Чернышевский снял очки, принялся протирать их. Полуослепшие глаза его при этом казались беспомощными и растерянными. Он сказал, стараясь сдержать свою запальчивость:

— Когда ворчат старики, это кончается маразмом. Когда ворчат молодые, это кончается революцией.

Герцен глянул на Чернышевского с живейшим интересом, пока тот седлал очками свой донкихотский нос. Черт возьми, недурно сказано! Мгновенно родилась ответная реплика: «Но дело в том, что мы считаем именно себя молодыми!» Он не успел ее сказать. Чернышевский не дожидался ответа. Теперь он стоял твердо на дорожке, которую мысленно укатал для себя заранее.

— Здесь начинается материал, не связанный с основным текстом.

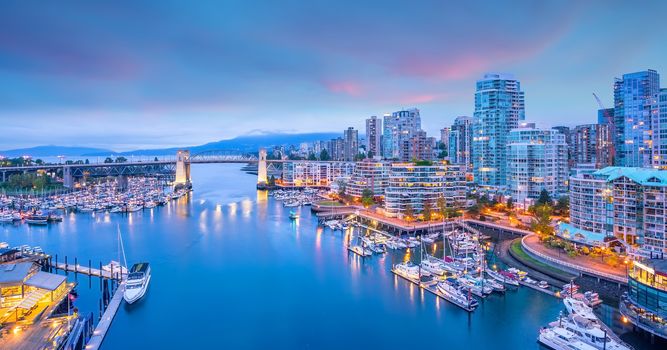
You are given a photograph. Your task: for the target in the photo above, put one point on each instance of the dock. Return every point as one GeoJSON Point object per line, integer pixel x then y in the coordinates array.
{"type": "Point", "coordinates": [105, 322]}
{"type": "Point", "coordinates": [431, 287]}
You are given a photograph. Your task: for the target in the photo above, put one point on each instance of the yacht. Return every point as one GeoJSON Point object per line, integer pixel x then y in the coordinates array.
{"type": "Point", "coordinates": [407, 270]}
{"type": "Point", "coordinates": [561, 339]}
{"type": "Point", "coordinates": [137, 282]}
{"type": "Point", "coordinates": [578, 307]}
{"type": "Point", "coordinates": [588, 332]}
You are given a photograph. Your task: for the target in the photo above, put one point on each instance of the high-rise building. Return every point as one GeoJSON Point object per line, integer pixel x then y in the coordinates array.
{"type": "Point", "coordinates": [659, 130]}
{"type": "Point", "coordinates": [373, 136]}
{"type": "Point", "coordinates": [460, 142]}
{"type": "Point", "coordinates": [350, 144]}
{"type": "Point", "coordinates": [592, 144]}
{"type": "Point", "coordinates": [398, 127]}
{"type": "Point", "coordinates": [499, 106]}
{"type": "Point", "coordinates": [536, 161]}
{"type": "Point", "coordinates": [632, 117]}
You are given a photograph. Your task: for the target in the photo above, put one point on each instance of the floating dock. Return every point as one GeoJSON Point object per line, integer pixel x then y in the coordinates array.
{"type": "Point", "coordinates": [431, 286]}
{"type": "Point", "coordinates": [102, 328]}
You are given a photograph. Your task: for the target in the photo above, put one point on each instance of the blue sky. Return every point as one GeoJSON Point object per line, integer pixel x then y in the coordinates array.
{"type": "Point", "coordinates": [144, 74]}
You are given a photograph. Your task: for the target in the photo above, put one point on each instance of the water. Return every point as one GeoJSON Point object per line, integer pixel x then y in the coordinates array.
{"type": "Point", "coordinates": [230, 270]}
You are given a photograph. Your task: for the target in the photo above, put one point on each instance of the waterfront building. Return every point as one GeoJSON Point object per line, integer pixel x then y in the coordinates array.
{"type": "Point", "coordinates": [417, 147]}
{"type": "Point", "coordinates": [312, 173]}
{"type": "Point", "coordinates": [659, 130]}
{"type": "Point", "coordinates": [499, 107]}
{"type": "Point", "coordinates": [460, 142]}
{"type": "Point", "coordinates": [536, 161]}
{"type": "Point", "coordinates": [398, 127]}
{"type": "Point", "coordinates": [627, 203]}
{"type": "Point", "coordinates": [373, 136]}
{"type": "Point", "coordinates": [633, 96]}
{"type": "Point", "coordinates": [592, 143]}
{"type": "Point", "coordinates": [412, 186]}
{"type": "Point", "coordinates": [644, 303]}
{"type": "Point", "coordinates": [371, 175]}
{"type": "Point", "coordinates": [350, 144]}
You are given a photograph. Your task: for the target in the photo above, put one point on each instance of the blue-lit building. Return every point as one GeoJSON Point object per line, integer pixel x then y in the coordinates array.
{"type": "Point", "coordinates": [499, 107]}
{"type": "Point", "coordinates": [645, 304]}
{"type": "Point", "coordinates": [633, 96]}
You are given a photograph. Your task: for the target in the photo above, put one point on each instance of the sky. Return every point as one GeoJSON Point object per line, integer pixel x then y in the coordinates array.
{"type": "Point", "coordinates": [150, 74]}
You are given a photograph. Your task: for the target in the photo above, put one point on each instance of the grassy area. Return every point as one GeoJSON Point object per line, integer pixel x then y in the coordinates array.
{"type": "Point", "coordinates": [519, 254]}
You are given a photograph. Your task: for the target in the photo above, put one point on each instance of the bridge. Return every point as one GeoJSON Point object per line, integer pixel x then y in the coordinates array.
{"type": "Point", "coordinates": [178, 167]}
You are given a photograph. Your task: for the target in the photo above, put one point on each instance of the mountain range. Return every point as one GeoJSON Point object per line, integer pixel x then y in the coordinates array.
{"type": "Point", "coordinates": [248, 143]}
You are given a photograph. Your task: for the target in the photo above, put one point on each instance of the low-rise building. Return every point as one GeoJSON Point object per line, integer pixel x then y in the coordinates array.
{"type": "Point", "coordinates": [414, 186]}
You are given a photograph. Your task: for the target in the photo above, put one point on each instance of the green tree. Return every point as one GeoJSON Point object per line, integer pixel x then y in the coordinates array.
{"type": "Point", "coordinates": [545, 198]}
{"type": "Point", "coordinates": [367, 197]}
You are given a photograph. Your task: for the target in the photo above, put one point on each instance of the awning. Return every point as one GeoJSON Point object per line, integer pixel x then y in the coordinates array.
{"type": "Point", "coordinates": [45, 280]}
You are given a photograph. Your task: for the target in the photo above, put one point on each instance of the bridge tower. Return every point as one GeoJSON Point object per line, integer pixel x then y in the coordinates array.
{"type": "Point", "coordinates": [262, 179]}
{"type": "Point", "coordinates": [182, 168]}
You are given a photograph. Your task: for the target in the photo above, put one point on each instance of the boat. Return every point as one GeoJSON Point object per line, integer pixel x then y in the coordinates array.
{"type": "Point", "coordinates": [578, 307]}
{"type": "Point", "coordinates": [114, 266]}
{"type": "Point", "coordinates": [407, 270]}
{"type": "Point", "coordinates": [589, 332]}
{"type": "Point", "coordinates": [561, 339]}
{"type": "Point", "coordinates": [137, 282]}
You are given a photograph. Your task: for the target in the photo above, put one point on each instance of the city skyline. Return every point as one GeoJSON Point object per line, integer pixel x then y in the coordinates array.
{"type": "Point", "coordinates": [190, 76]}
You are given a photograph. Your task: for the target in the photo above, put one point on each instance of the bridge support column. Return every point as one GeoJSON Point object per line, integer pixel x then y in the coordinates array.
{"type": "Point", "coordinates": [122, 182]}
{"type": "Point", "coordinates": [262, 179]}
{"type": "Point", "coordinates": [182, 168]}
{"type": "Point", "coordinates": [68, 180]}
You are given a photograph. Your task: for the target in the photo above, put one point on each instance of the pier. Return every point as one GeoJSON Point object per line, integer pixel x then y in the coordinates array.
{"type": "Point", "coordinates": [102, 328]}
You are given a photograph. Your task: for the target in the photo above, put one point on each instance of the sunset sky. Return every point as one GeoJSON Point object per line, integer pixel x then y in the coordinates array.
{"type": "Point", "coordinates": [142, 74]}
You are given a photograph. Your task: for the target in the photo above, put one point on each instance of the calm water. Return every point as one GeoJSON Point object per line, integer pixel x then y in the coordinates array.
{"type": "Point", "coordinates": [231, 271]}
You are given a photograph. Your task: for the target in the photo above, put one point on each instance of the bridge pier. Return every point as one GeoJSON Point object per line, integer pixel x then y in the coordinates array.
{"type": "Point", "coordinates": [262, 179]}
{"type": "Point", "coordinates": [182, 177]}
{"type": "Point", "coordinates": [68, 179]}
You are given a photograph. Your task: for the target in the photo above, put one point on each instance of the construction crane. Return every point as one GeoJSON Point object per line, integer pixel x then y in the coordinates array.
{"type": "Point", "coordinates": [609, 120]}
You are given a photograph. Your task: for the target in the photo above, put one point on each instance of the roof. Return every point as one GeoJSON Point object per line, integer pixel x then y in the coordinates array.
{"type": "Point", "coordinates": [643, 176]}
{"type": "Point", "coordinates": [14, 273]}
{"type": "Point", "coordinates": [45, 280]}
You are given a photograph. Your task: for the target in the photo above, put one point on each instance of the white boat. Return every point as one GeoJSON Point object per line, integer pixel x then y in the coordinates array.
{"type": "Point", "coordinates": [588, 332]}
{"type": "Point", "coordinates": [137, 282]}
{"type": "Point", "coordinates": [433, 267]}
{"type": "Point", "coordinates": [561, 339]}
{"type": "Point", "coordinates": [115, 267]}
{"type": "Point", "coordinates": [407, 270]}
{"type": "Point", "coordinates": [578, 307]}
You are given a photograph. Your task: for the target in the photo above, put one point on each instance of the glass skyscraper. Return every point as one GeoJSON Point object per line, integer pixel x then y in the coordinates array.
{"type": "Point", "coordinates": [499, 106]}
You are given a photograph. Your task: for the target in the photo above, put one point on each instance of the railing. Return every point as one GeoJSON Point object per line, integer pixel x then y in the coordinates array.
{"type": "Point", "coordinates": [576, 267]}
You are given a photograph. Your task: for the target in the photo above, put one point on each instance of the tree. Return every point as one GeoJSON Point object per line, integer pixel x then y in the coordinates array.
{"type": "Point", "coordinates": [367, 197]}
{"type": "Point", "coordinates": [324, 155]}
{"type": "Point", "coordinates": [428, 210]}
{"type": "Point", "coordinates": [545, 198]}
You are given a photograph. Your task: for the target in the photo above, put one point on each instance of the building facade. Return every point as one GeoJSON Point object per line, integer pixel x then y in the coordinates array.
{"type": "Point", "coordinates": [371, 175]}
{"type": "Point", "coordinates": [413, 187]}
{"type": "Point", "coordinates": [499, 107]}
{"type": "Point", "coordinates": [374, 136]}
{"type": "Point", "coordinates": [398, 127]}
{"type": "Point", "coordinates": [633, 95]}
{"type": "Point", "coordinates": [536, 161]}
{"type": "Point", "coordinates": [592, 144]}
{"type": "Point", "coordinates": [460, 142]}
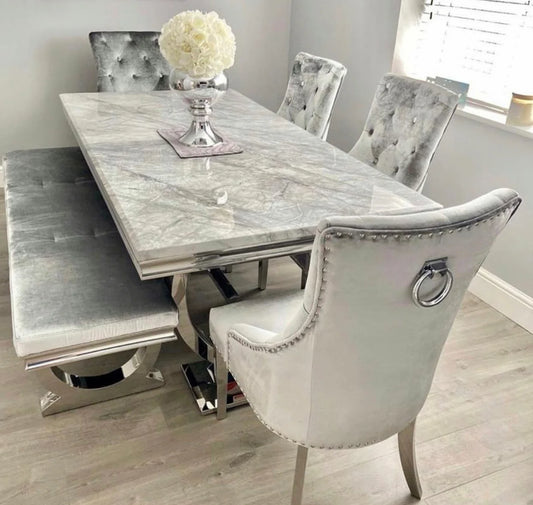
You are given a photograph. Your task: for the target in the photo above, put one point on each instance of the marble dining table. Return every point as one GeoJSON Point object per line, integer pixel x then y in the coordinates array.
{"type": "Point", "coordinates": [178, 216]}
{"type": "Point", "coordinates": [183, 215]}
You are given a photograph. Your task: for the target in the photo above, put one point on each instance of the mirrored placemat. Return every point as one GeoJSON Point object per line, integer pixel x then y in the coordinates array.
{"type": "Point", "coordinates": [183, 151]}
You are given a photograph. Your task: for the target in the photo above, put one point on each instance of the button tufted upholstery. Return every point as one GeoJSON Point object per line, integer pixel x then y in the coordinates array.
{"type": "Point", "coordinates": [404, 126]}
{"type": "Point", "coordinates": [311, 93]}
{"type": "Point", "coordinates": [72, 281]}
{"type": "Point", "coordinates": [129, 61]}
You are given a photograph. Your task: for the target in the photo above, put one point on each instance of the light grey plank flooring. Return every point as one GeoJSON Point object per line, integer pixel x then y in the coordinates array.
{"type": "Point", "coordinates": [475, 433]}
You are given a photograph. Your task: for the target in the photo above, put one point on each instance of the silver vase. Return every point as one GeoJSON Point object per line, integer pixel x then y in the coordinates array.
{"type": "Point", "coordinates": [200, 94]}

— Мы хотели бы, Александр Иванович, чтобы вы нас правильно поняли. Хватать за руку взяточника, накрывать дурацким колпаком высокопоставленного оболтуса, пригвождать к позорному столбу сиятельного держиморду — это, конечно, полезно. Но это маленькая польза. Это дает удовлетворение минутному раздражению. Но это ни на йоту не расширяет освободительное движение в стране. Наоборот, тормозит его, направляет народное негодование не по тому руслу. Удары должно направлять против государственного строя. Бить нужно по самому режиму.

В комнату тихо, чтобы не мешать разговору, вошел Огарев. Мягко ступая в домашних ковровых туфлях, он прошел в угол и тихонько уселся в кресло. Поймав взгляд Чернышевского, он дружески кивнул ему. Огарев питал слабость к Чернышевскому после того, как тот в «Современнике» отозвался о его стихах: «…г. Огарев имеет право занимать одну из самых блестящих и чистых страниц в истории нашей литературы… с любовью будет произноситься имя г. Огарева, и позабыто оно будет разве тогда, когда забудется наш язык».